If we stack wound effects from the same attack, an autopistol becomes lethal. Defence values aren't very high in the game compared to weapon damage, and scoring 4 injuring hits with an autopistol in a single attack isn't all that unlikely.

That is not my experience just running mock combats. For a 'fighter' template, Toughness 4 and flack armor is a reasonable starting defense. That's 8 head and 9 everywhere else, against a damage of 1d10 for the autopistol. Most of the hits are going to result in no wound. Just a quick calculation, an autopistol scoring 6 hits has a 48% chance of scoring a wound if you roll an even attack or a 52% chance of scoring a wound if you roll odd (and thus get a head chance). That's assuming 6 hits; with fewer DoS, your odds of getting past their defense go down dramatically. And at that firing rate, you have to stop to reload every third round. Also remember, that's a starting PC. Once they spend some exp on toughness, fuggedaboutit.

Gaunt has a fair point about your average citizen not running around in flack all the time. But let's just say that after running through a couple toy example combats, it wouldn't be the *only* gun my PC carried.

Another issue is what you compare.

If you compare a 1d10+4 singleshot weapon to a 1d10 automatic, of course both are similarly useful.

But deciding if you fire a called shot or autofire with the same weapon isnt even worth the thought - and both should at least be an option that can make sense in certain situations.

Besides - the autopistol is really not a good example as it is the lower end which soon has problem to overcome defence.

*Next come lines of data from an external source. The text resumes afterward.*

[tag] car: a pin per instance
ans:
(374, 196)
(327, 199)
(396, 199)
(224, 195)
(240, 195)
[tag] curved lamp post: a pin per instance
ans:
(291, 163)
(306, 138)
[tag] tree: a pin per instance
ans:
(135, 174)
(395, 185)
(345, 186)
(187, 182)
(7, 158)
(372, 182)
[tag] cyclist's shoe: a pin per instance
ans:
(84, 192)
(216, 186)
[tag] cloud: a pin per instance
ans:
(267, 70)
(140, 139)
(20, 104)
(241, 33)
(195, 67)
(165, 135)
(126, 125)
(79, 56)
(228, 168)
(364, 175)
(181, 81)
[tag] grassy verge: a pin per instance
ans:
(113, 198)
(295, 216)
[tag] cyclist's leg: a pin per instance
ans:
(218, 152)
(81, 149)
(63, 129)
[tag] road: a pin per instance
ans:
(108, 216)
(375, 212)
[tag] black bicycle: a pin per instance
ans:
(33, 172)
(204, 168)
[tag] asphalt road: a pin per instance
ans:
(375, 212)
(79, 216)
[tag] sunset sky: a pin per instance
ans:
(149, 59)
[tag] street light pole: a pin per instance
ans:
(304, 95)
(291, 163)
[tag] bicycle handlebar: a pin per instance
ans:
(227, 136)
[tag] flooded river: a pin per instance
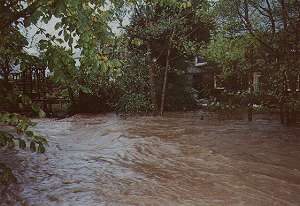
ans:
(176, 160)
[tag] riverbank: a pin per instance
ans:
(190, 158)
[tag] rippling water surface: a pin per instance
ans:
(176, 160)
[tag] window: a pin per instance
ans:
(199, 61)
(218, 82)
(256, 81)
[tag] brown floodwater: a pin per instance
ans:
(179, 159)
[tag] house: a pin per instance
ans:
(203, 76)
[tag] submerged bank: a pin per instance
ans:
(179, 159)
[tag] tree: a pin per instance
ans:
(168, 30)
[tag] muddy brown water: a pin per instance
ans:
(176, 160)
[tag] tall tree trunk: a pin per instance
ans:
(250, 104)
(152, 79)
(163, 93)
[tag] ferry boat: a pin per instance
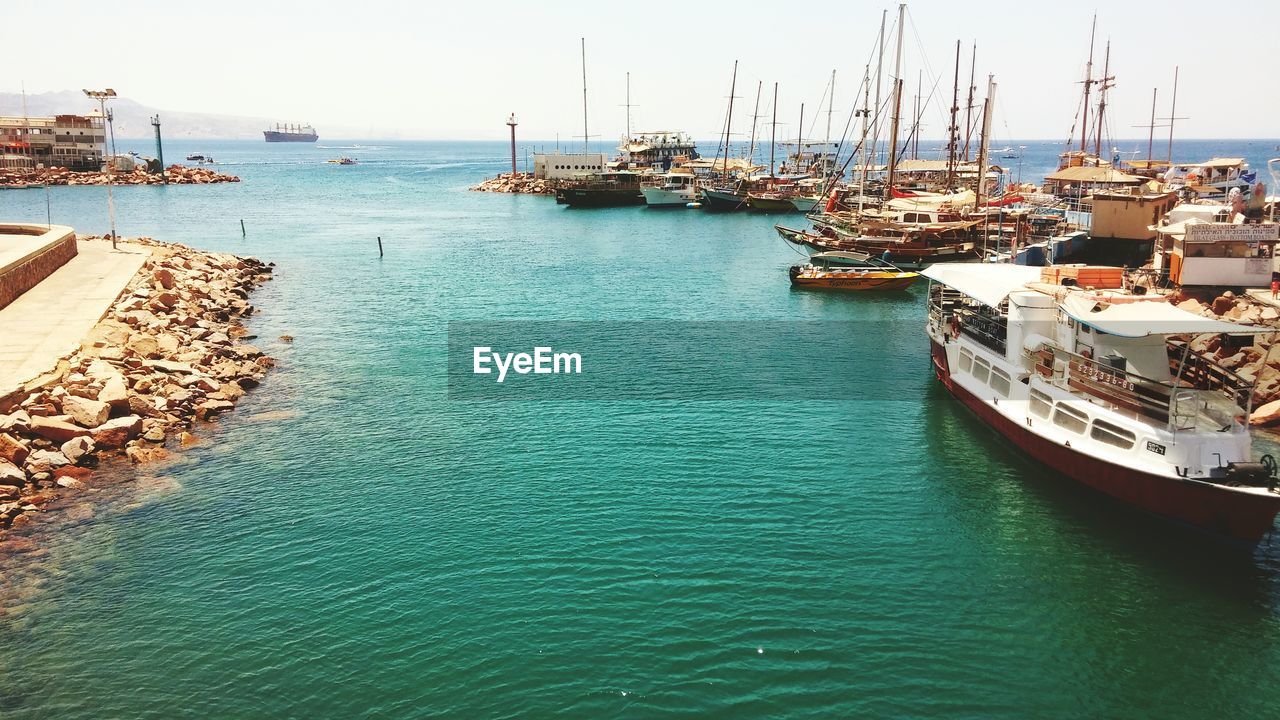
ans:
(291, 133)
(673, 190)
(850, 270)
(1097, 386)
(602, 190)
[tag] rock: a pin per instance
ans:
(71, 483)
(144, 346)
(13, 450)
(85, 411)
(56, 431)
(45, 460)
(77, 449)
(117, 433)
(114, 393)
(210, 408)
(163, 277)
(1267, 414)
(169, 367)
(12, 474)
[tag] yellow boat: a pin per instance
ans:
(839, 269)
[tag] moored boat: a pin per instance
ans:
(1104, 388)
(850, 270)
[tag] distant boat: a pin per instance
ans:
(291, 133)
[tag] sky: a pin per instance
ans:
(455, 71)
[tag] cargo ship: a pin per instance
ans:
(291, 133)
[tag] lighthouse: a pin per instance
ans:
(511, 123)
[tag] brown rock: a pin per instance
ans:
(56, 431)
(118, 432)
(85, 411)
(13, 450)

Take the autogun to get a better view on it - even if also the autogun is not high-end.

Edited by GauntZero

Called shot is quite often a great option with any gun if you're facing down a heavily protected enemy with one specific weakpoint, like a lack of a helmet (fairly common in 40k, too).

Eh, I have an arbitrator who quickly ditched his shotgun for a pair of autopistols. he uses them for critseeking. It doesn't matter that they only damage targets on a 9 or a 10 when all you want is a 10 anyway.

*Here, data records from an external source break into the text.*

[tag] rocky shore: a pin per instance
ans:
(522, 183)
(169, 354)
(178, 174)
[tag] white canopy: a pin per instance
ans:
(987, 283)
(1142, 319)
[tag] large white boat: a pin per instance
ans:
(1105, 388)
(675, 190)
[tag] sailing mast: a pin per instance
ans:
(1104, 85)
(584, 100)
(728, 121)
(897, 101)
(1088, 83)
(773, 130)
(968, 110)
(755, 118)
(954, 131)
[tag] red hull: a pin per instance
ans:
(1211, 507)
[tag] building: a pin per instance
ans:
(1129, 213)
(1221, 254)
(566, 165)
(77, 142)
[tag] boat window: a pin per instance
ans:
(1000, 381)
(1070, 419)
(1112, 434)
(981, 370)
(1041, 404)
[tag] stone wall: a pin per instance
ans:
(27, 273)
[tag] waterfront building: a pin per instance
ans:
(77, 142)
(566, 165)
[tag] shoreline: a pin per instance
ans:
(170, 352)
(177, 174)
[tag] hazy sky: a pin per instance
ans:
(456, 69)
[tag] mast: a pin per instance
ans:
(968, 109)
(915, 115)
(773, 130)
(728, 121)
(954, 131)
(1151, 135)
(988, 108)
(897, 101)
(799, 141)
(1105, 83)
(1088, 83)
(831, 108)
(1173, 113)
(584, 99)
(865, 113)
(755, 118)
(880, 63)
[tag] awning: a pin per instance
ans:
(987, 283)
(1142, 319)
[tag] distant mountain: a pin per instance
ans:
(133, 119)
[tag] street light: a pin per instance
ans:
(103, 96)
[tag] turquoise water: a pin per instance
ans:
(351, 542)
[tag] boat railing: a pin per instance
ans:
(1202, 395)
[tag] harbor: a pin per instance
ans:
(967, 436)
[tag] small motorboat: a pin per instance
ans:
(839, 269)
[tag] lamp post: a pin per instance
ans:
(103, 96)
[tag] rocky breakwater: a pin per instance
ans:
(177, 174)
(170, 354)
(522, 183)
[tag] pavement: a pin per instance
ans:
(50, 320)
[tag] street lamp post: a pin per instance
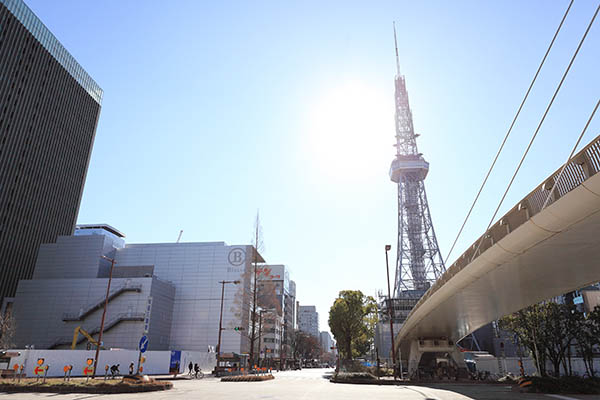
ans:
(390, 305)
(260, 312)
(221, 318)
(112, 265)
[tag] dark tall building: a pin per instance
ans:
(49, 108)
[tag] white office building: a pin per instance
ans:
(326, 342)
(169, 291)
(308, 320)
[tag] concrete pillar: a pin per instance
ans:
(414, 357)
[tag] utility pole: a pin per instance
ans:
(390, 311)
(112, 265)
(221, 318)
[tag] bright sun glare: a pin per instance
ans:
(351, 131)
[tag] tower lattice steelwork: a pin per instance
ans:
(419, 262)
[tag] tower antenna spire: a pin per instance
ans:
(396, 45)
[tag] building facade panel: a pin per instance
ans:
(47, 127)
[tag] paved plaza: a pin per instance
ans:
(310, 384)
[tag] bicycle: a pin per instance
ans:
(196, 375)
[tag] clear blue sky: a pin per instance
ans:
(213, 110)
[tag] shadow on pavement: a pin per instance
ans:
(482, 391)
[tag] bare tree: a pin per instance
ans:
(257, 242)
(7, 331)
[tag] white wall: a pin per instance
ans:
(157, 362)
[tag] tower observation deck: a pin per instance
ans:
(418, 262)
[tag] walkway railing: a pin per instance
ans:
(582, 166)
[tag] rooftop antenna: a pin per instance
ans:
(396, 44)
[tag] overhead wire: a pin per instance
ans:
(559, 177)
(509, 130)
(538, 128)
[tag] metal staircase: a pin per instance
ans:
(90, 308)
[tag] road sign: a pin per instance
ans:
(143, 344)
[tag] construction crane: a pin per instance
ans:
(89, 337)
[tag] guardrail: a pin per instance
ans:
(582, 166)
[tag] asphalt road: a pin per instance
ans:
(309, 384)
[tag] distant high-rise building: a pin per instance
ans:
(308, 320)
(326, 342)
(276, 292)
(49, 109)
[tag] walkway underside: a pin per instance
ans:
(555, 251)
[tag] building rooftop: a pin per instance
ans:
(37, 28)
(106, 227)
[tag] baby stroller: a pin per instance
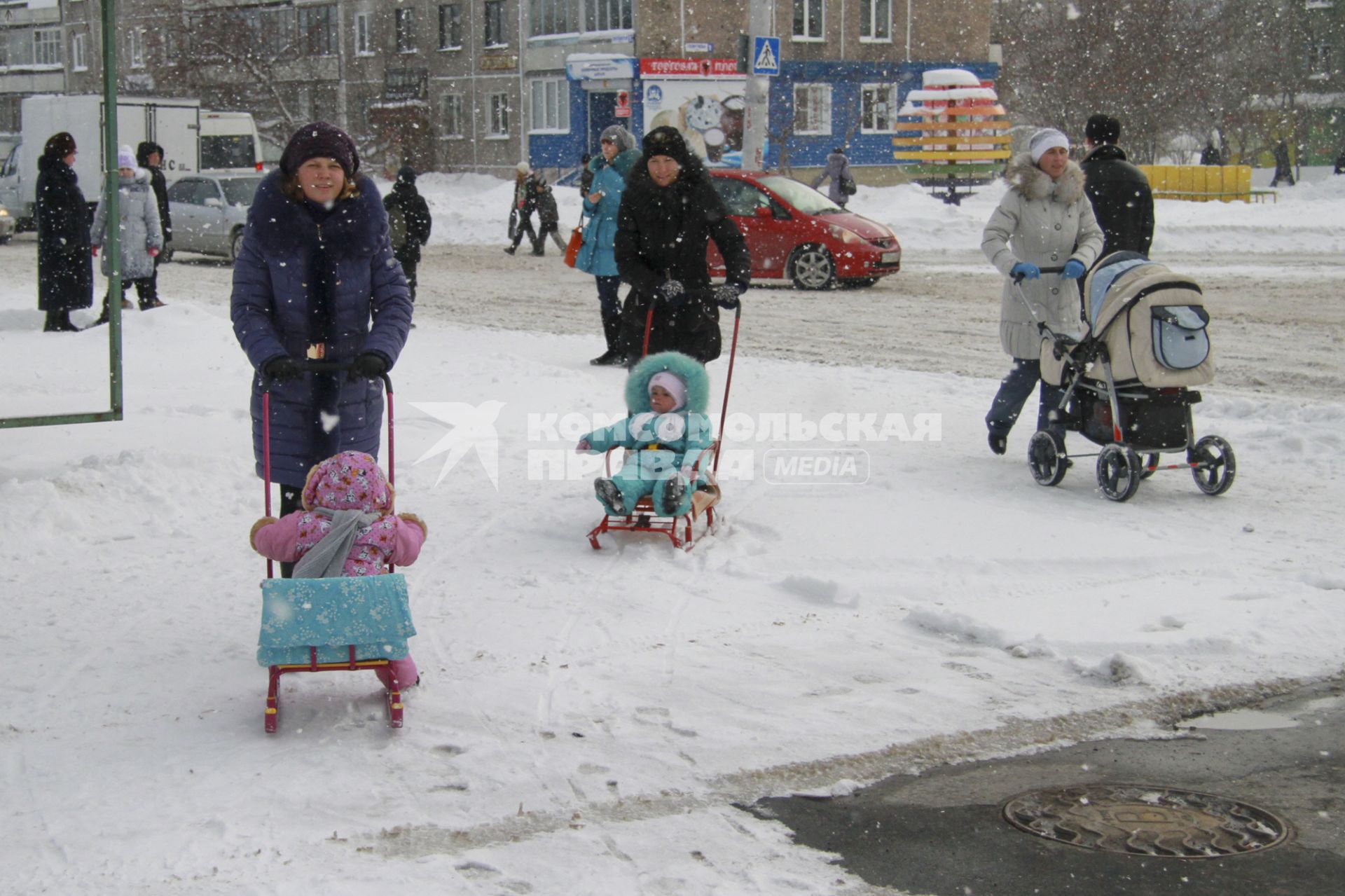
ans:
(331, 625)
(1127, 380)
(705, 488)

Attack with an aim action (or two) and red dot, so a total of 80 or so; of course you also dual wield. Load the guns with frag rounds if at all possible. End result should be somewhere in the ball park of 3-4 hits per gun, maybe less, maybe more. Since they are all magically storm thanks to the not at all difficult to acquire special ammunition you actually have more like 6-8 damage rolls per gun or 12-16 total, let's call it 14. Roll 14d10 and your chance of a crit is really very good.

Obviously evasion or what not knock a few shots off, but the key here is that two wounds kills a novice and a crit kills a novice or an elite. Sure, your guns are empty in a couple of rounds, but they are quick to reload , especially with talents and quick release (free in fact), and extended clips help a lot with that if you only have one of those.

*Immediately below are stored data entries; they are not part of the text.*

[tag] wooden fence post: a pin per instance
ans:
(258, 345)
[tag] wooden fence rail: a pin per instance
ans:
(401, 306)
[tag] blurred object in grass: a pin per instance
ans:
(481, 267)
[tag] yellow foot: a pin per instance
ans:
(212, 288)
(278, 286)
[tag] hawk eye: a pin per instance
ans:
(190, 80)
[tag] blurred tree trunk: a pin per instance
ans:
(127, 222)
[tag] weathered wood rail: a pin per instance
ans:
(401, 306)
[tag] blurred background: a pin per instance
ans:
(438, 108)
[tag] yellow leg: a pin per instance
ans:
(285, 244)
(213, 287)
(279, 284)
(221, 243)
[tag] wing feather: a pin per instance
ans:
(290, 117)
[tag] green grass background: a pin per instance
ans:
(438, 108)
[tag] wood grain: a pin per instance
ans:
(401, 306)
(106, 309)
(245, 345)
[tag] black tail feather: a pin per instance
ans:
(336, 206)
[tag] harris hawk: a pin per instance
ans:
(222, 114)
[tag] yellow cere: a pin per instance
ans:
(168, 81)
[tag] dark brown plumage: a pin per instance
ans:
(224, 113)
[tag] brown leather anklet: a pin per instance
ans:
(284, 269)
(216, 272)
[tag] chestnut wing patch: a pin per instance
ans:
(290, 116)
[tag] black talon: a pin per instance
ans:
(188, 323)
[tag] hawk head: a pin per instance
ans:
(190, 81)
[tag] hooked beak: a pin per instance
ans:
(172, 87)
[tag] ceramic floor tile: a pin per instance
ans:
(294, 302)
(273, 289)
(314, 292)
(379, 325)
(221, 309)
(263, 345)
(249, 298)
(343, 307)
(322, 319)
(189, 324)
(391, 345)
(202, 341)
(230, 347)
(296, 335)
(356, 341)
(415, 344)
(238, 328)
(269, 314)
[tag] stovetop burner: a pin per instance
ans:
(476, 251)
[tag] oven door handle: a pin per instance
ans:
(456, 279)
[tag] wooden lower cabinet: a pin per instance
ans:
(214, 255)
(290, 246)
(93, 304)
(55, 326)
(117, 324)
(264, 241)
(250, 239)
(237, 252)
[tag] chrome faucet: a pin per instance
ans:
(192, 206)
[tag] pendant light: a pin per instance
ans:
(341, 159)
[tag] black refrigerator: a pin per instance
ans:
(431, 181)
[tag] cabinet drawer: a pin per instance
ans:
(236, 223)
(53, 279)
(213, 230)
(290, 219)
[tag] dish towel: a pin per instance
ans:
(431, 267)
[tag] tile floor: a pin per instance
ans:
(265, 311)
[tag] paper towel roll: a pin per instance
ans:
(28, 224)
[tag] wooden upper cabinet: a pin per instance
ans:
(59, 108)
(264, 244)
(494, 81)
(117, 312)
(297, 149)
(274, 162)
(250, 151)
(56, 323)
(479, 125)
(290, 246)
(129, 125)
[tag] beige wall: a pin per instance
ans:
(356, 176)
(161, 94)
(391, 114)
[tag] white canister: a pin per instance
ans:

So basically, you pump low cal bullets into the target at a silly rate hoping to hit something vital enough they drop instantly, and your chance of doing so is better than the odds on a sniper rifle with a single shot and similar to one fired twice except you don't need to brace or carry a heavy weapon to get such results.

Obviously this depends on a high BS and is much less useful against high evasion targets, but in terms of making autopistols deadly my point is this, they are not about hurting people unless they are unarmoured, autopistols are about critseeking.

If the DV is 10 or higher though, you're completely out of luck. Still, that is a pretty good point about crit fishing.

Called shot is quite often a great option with any gun if you're facing down a heavily protected enemy with one specific weakpoint, like a lack of a helmet (fairly common in 40k, too).

With most armour, "weak point" means 1 armour less - great effect.